Güncelleme Tarihi:
‘Kâhya ile Klara’yı nasıl tanımlarsınız? Bir aşk hikâyesi mi bir büyüme hikâyesi mi bu? Bir peri masalı mı yoksa bambaşka bir anlatı mı?
Kaçamak cevap veriyor gibi görünme riskini alıyorum ve ‘yukarıdakilerin hepsi’ diyorum! Yazmaya başladığımda kafamda geleneksel fabl vardı ama onun biraz ‘dejenere’ versiyonu üstünde de kafa yoruyordum.
Ne demek bu?
Antik fablın modern bir versiyonu demek istiyorum. Hep böyle oluyor. Kafamda bir istikamet belirleyip yola koyuluyorum ama ilerledikçe manzara da değişiyor. Ben de gemiyi yüzdürebilmek için hem yolumu hem niyetimi değiştirmek zorunda kalıyorum.

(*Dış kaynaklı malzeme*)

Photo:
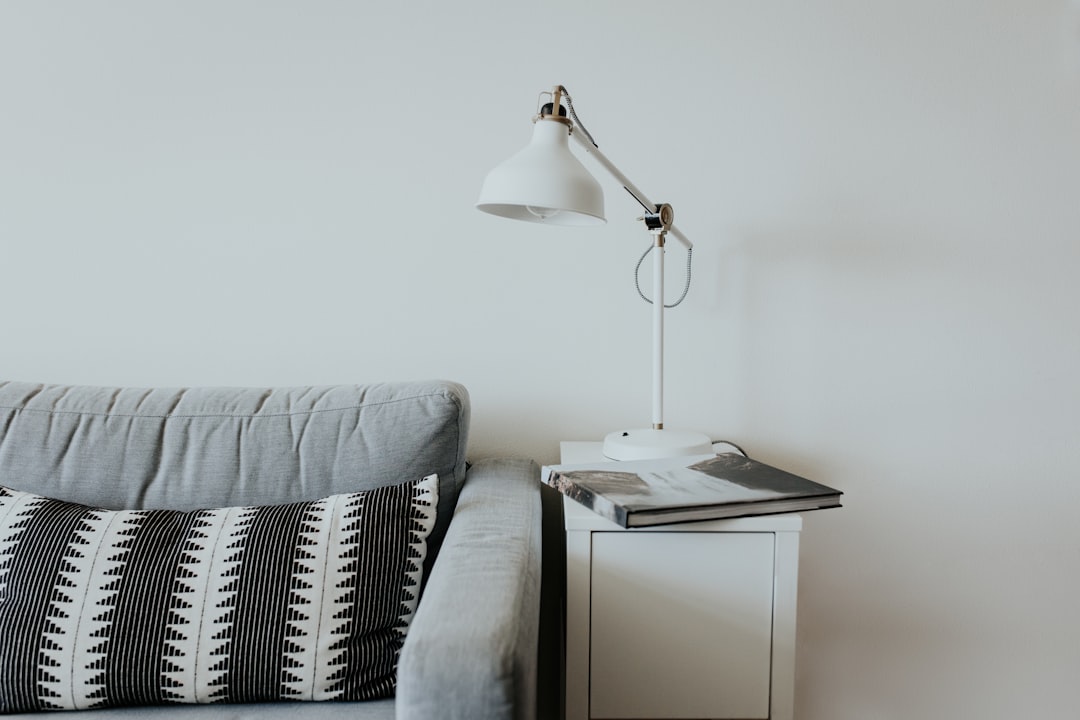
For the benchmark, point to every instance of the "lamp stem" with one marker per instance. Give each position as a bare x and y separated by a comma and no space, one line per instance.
658,333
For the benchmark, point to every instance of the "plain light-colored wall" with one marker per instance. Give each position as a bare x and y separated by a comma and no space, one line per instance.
885,200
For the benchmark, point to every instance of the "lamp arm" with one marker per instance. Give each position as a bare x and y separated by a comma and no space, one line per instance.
630,187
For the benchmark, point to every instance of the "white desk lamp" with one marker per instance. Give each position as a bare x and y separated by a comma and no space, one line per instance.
544,182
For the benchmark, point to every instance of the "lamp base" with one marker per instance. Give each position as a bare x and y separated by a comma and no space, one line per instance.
649,444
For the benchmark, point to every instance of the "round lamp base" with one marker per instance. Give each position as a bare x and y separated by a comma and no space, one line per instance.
649,444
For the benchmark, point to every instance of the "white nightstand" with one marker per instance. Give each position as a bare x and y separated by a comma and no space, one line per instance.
694,620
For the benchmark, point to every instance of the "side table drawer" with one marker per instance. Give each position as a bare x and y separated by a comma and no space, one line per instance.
680,624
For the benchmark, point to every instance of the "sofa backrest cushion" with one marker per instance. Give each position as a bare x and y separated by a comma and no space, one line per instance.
215,447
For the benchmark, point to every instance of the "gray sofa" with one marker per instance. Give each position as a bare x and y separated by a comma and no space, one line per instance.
471,648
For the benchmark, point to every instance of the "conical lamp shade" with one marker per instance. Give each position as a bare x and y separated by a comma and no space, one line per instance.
544,182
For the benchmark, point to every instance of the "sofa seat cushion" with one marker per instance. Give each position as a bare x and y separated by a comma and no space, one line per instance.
307,600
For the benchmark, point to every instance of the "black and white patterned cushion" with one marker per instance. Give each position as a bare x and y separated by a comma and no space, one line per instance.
301,601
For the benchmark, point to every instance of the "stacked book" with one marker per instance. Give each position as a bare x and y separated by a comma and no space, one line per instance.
643,492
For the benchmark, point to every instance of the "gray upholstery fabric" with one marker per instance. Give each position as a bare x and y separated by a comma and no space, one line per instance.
381,709
471,651
489,568
124,448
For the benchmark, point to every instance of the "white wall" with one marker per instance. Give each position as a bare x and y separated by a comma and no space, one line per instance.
885,200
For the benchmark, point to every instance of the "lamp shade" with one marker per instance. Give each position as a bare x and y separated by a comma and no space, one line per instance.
544,182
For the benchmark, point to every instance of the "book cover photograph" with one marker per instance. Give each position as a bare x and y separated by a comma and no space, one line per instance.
637,493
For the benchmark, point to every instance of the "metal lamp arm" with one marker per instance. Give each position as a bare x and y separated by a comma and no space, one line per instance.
630,187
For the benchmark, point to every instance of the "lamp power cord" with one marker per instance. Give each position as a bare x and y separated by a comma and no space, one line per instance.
637,275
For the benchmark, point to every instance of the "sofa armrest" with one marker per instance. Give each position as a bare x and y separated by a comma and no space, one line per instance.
471,650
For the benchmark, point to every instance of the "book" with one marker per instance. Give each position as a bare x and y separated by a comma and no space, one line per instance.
644,492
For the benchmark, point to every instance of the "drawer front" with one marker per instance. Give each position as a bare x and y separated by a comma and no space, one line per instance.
680,624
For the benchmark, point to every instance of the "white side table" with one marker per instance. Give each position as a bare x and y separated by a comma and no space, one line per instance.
694,620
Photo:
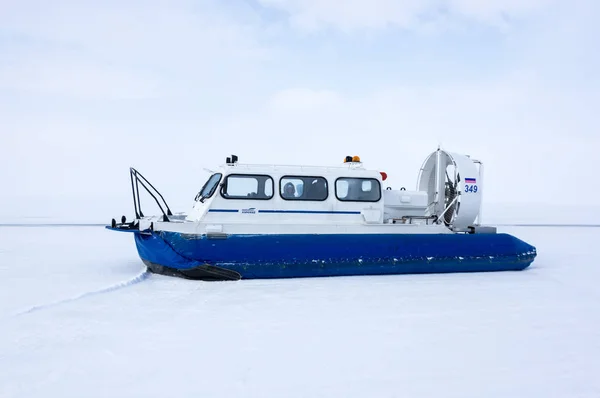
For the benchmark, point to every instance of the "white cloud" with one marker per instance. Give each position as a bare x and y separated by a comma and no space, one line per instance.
302,99
349,15
122,49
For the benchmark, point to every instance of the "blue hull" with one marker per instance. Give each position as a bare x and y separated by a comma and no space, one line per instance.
293,256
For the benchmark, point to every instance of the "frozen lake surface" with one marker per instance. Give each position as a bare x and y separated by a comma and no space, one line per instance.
80,318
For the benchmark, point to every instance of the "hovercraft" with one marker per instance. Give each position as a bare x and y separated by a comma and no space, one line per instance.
281,221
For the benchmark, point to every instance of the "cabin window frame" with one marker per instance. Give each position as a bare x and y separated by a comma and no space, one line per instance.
213,190
303,177
358,200
224,183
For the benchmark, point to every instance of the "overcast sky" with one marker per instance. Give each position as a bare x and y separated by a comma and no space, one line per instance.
89,88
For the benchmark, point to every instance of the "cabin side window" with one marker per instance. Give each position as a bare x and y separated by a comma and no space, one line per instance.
349,189
247,186
303,188
210,186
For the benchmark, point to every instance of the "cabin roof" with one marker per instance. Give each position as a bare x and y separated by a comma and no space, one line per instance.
303,169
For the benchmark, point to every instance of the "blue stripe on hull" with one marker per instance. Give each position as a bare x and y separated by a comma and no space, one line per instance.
284,256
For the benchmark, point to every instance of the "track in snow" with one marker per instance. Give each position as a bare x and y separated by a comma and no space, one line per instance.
130,282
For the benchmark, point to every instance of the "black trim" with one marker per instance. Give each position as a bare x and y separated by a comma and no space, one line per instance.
302,177
206,272
358,178
224,185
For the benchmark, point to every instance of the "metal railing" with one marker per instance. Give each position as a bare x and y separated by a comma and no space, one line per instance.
138,179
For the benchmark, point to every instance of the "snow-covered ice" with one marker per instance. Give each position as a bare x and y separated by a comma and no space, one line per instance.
80,318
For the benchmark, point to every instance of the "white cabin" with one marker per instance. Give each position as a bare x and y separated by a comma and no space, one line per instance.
258,198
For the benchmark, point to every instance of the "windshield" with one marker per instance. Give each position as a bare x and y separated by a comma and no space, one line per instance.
209,188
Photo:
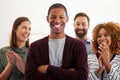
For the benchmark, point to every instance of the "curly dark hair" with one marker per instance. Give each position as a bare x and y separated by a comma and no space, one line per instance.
113,29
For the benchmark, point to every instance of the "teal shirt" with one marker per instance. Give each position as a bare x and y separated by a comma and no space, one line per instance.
15,73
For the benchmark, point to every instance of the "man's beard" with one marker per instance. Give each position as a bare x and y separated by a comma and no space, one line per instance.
81,35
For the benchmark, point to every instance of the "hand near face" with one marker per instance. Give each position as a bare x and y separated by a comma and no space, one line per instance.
10,57
104,53
43,69
20,63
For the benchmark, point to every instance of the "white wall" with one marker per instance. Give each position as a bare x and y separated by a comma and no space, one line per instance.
98,11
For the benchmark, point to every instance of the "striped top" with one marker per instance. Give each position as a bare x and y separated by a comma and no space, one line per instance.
93,64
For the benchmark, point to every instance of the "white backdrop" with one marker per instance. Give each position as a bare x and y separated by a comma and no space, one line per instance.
36,10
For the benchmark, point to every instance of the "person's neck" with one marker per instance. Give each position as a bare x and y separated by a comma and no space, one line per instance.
83,39
20,44
56,36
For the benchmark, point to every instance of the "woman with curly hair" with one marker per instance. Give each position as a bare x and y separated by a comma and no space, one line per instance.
104,63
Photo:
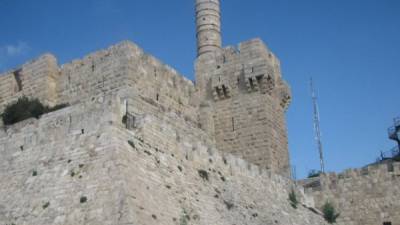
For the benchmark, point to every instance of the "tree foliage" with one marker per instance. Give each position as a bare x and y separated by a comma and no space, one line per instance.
330,213
25,108
293,199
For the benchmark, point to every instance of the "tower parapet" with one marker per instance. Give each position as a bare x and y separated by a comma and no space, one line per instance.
208,26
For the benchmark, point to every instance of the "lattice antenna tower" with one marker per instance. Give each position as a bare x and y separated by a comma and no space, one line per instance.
317,128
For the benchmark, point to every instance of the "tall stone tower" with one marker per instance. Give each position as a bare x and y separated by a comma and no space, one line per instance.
208,26
243,95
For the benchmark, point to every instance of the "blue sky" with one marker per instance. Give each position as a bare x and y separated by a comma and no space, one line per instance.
350,47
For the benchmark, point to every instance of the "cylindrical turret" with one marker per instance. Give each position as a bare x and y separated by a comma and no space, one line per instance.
208,26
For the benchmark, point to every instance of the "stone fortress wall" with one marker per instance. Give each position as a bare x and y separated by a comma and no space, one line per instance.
365,196
242,93
35,78
83,165
247,100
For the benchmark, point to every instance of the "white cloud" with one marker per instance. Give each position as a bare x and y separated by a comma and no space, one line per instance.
10,53
20,48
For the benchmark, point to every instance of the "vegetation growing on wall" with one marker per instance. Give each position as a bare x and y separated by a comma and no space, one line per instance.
330,213
293,199
26,108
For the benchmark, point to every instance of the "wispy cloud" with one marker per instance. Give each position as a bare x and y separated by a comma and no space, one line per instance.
21,48
11,52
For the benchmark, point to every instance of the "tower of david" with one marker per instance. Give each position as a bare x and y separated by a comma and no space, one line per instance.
138,143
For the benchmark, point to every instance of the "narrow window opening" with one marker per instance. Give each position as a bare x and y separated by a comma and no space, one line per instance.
251,82
224,90
17,77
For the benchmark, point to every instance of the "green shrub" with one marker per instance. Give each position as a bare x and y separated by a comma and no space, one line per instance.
185,217
293,199
330,213
203,174
25,108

Buzzfeed’e verdiğiniz bir röportajdan alıntılıyorum: “Kendimi gittikçe daha çok bugünkü topluma dair her şeyden uzaklaşırken buluyorum. Sağlıklı bir davranış mı bilmem ama içinde yaşamak üzere bir fanus yaratıyor gibiyim.” Nedir toplumla alıp veremediğiniz?
Toplum çok kasvetli ve korkutucu. Onun dışına çıkınca kendimi hem daha mutlu hem de daha üretken hissediyorum. Bunun ‘sağlıksız’ olduğunu söylerken de, gerçekten biraz korkak olduğumun farkındayım. Dünyanın gidişatıyla daha fazla ilgilenmem gerektiğini biliyorum ama dürtülerim kafamı çevirmekten yana.
BİR GÜN BİR AJAN BARA GİRER...
Kanadalısınız ama ABD’de yaşıyorsunuz. Dışarıdan bakınca, ABD’de her şey şu an Trump’la alakalıymış gibi geliyor. Bugünler hakkında ne düşünürsünüz? Bir ‘Trump Çağı’nda mıyız şu an?
Bazı açılardan hepimiz o çağda yaşıyoruz ama dürüstçe söyleyeyim, ben orada değilim. Yıllar sonra, hayatımın bu dönemine baktığım zaman, umarım o herif aklıma bile gelmez. Bush dönemine dönüp baktığım zaman da -ki nefret edilesi bir adamın idaresinde geçen iki dönemdi- sadece yaptığım işleri, kurduğum arkadaşlıkları, gezip gördüğüm ve yaşadığım yerleri, başımdan geçenleri hatırlıyorum. Hayattaki hakiki şeyler bunlar; gerçekten konuşmaya değen şeyler bunlar.
Çok güzel ve eğlenceli bir hikâyeniz var: Bir yazar ajanı bara girer ve barmenin iyi bir yazar olduğunu keşfeder. O barmen sizsiniz.. O ajan o bara girmeseydi şu anda ne yapıyor olurdunuz?
Şans, sanatla meşgul olan herkes için bir ihtiyaçtır. Yine de yazar ajanımla barda karşılaşmasam bile bir yerlerde birilerinin beni temsil etmek isteyeceğini düşünüyorum. O da olmasa, yazdıklarımı kendim yayımlardım.
Babanız bir marangoz. Siz de bu işte iyi misiniz, bir şeyler öğrendiniz mi babanızdan? Ellerinizle bir şey üretmekten de anlıyor musunuz?
Evet, babam, kardeşlerim ve amcalarımla birlikte marangozluk yaparak büyüdüm. Bodrumumda, mobilya, lamba, sanat eserleri için çerçeve gibi şeyler yaptığım bir tezgâhım var. Bu sene babam ve kardeşimle beraber evimi elden geçireceğim. Birbirimizi öldürmezsek tabii.
Şimdi neyle uğraşıyorsunuz?
‘French Exit’ adını verdiğim romanımı henüz bitirdim. New York’taki bir skandaldan kaçıp tanınmamak için soluğu Paris’te alan zengin bir dulla oğlunun günümüzde geçen hikâyesi. Bir komedi. Paris’te hem iflası hem de ruhani arınmayı bir arada yaşıyorlar.